I agree with Alan. Nonetheless, I always like to have a road atlas as well as sat nav and up until now always used a Michelin one.

However, this time I tried an AA Big Road Atlas France 2011 (as well as a new Michelin edition). What a revelation - you can see at a glance which motorways are free, aiding route planning significantly. Currently £3.99 + postage on Amazon:

http://www.amazon.co.uk/Big-Road-At...=sr_1_2?s=books&ie=UTF8&qid=1316520101&sr=1-2

I've copied below the 5-star review I left on Amazon, which expands the point:

"Having just returned from three and a half weeks touring in France I felt compelled to comment on this excellent atlas. Before our trip I purchased both the AA Atlas and the Michelin France 2011 Atlas.

The AA Atlas had a number of advantages over the Michelin one, in my opinion:

1. It is easy to see at a glance which of the motorways are chargeable and which are free (it is much more difficult to distinguish on the Michelin version).

2. The AA Atlas has just the right amount of information; is much lighter weight and easier to handle (Michelin was heavy, floppy and unwieldy - awkward to handle).

3. The Michelin Atlas contained a lot of superfluous information that was of no value to us (pages of fine dinning and motorway filling station details, which are of course the most expensive!).

4. The AA Atlas costs less than the Michelin."


----------



## Stanner

They could also use the viaMichelin route planner it allows you to choose fastest, shortest or most economical, avoid tolls etc. and shows you the total cost fuel + tolls or just fuel if you avoid the tolls.

I've just done a check Coquelles to Albir and there isn't much in it avoid the tolls and you only save about £20 in overall costs, but the journey is about 5 hours longer.

http://www.viamichelin.co.uk/viamichelin/gbr/tpl/hme/MaHomePage.htm

Choose <Luxury car> + <Diesel> + <car/caravan> for best match to motorhome costs.


----------



## teensvan

HI.

The route we use is. Calais/Abbeville/Rouen/Le-Mans/Saumur/Niort/Biarritz. Thats france no toll roads.

Spain. Biarritz/Pamplona/Zaragoza/Sagunt/Benidorm. The route through spain can be done in one day not using toll roads 485 miles best done on a sunday

There are a load of aires on this route in france and at least 3 campsites that are open all year on the spanish route. 

steve & ann. ------- teensvan.


----------



## peedee

or Calais/Abbeville/Ruen/Evreux/Dreux/Chartres/Tours/N10 to Bordeaux/N524/D932/D934 to Pau/N134 to Somport Tunnel/Huesca/A23 to Zaragossa and Valencia/AP7 to Albir.

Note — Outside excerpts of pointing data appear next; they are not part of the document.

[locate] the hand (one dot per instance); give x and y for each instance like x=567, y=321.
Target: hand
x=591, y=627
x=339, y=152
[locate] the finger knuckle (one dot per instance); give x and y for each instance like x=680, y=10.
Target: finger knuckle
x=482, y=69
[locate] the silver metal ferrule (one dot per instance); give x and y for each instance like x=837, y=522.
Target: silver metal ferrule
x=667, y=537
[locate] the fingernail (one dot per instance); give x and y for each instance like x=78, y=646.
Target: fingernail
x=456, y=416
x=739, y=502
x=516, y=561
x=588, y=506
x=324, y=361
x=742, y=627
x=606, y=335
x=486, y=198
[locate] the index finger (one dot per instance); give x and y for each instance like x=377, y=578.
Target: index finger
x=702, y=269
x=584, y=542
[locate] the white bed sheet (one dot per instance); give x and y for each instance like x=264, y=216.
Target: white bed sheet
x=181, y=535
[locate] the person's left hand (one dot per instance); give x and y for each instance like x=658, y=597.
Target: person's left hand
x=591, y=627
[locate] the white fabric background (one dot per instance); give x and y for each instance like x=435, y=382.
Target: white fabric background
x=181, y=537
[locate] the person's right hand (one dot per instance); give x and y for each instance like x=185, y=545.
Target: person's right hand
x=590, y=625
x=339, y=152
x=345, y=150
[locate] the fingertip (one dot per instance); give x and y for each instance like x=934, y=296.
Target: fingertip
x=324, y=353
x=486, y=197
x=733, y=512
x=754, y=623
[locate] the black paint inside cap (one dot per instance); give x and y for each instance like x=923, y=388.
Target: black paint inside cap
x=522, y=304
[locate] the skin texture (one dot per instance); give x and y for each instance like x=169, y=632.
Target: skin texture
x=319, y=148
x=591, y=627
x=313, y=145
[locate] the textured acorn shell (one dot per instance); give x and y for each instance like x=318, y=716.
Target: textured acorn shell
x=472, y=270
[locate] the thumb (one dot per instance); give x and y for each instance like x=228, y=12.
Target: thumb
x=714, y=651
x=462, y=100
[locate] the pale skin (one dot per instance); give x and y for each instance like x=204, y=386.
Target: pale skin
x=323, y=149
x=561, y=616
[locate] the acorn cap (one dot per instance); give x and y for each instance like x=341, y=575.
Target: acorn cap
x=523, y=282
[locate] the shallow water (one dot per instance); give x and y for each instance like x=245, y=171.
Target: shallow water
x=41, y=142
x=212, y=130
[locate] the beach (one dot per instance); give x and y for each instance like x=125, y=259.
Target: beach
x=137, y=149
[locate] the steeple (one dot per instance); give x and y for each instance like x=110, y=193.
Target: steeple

I did most of this route in January this year, see my outward notes >here< for likely stopping places and distances.

peedee


----------



## locovan

teensvan said:


> HI.
> 
> The route we use is. Calais/Abbeville/Rouen/Le-Mans/Saumur/Niort/Biarritz. Thats france no toll roads.
> 
> Spain. Biarritz/Pamplona/Zaragoza/Sagunt/Benidorm. The route through spain can be done in one day not using toll roads 485 miles best done on a sunday
> 
> There are a load of aires on this route in france and at least 3 campsites that are open all year on the spanish route.
> 
> steve & ann. ------- teensvan.


Did you find the Aires open though as on the toll road when we did it in Jan we found so many Aires shut in France.
Thats why we stayed in Service Stations


----------



## caulkhead

Hi All,


The France-AA-Big Road Atlas that Mikebeaches refers to is currently available from Lidl for £2.99. Bought one on Sunday despite the fact that I already have 3 other French road atlases.

Caulkhead


----------



## peedee

Just to add to my note above, the route via Chartres is in my view quicker but there are not so many stopping places as via Le Mans.

peedee


----------



## teensvan

Hi Mavis.

We have never done this route later than late October or coming back first week of April and all the aires we use have been open with the water on. I will as always take notes on the trip as to what is open/closed.

We have never used any of the aires on motorways as we get charged to much on the tolls.

steve & ann. - teensvan


----------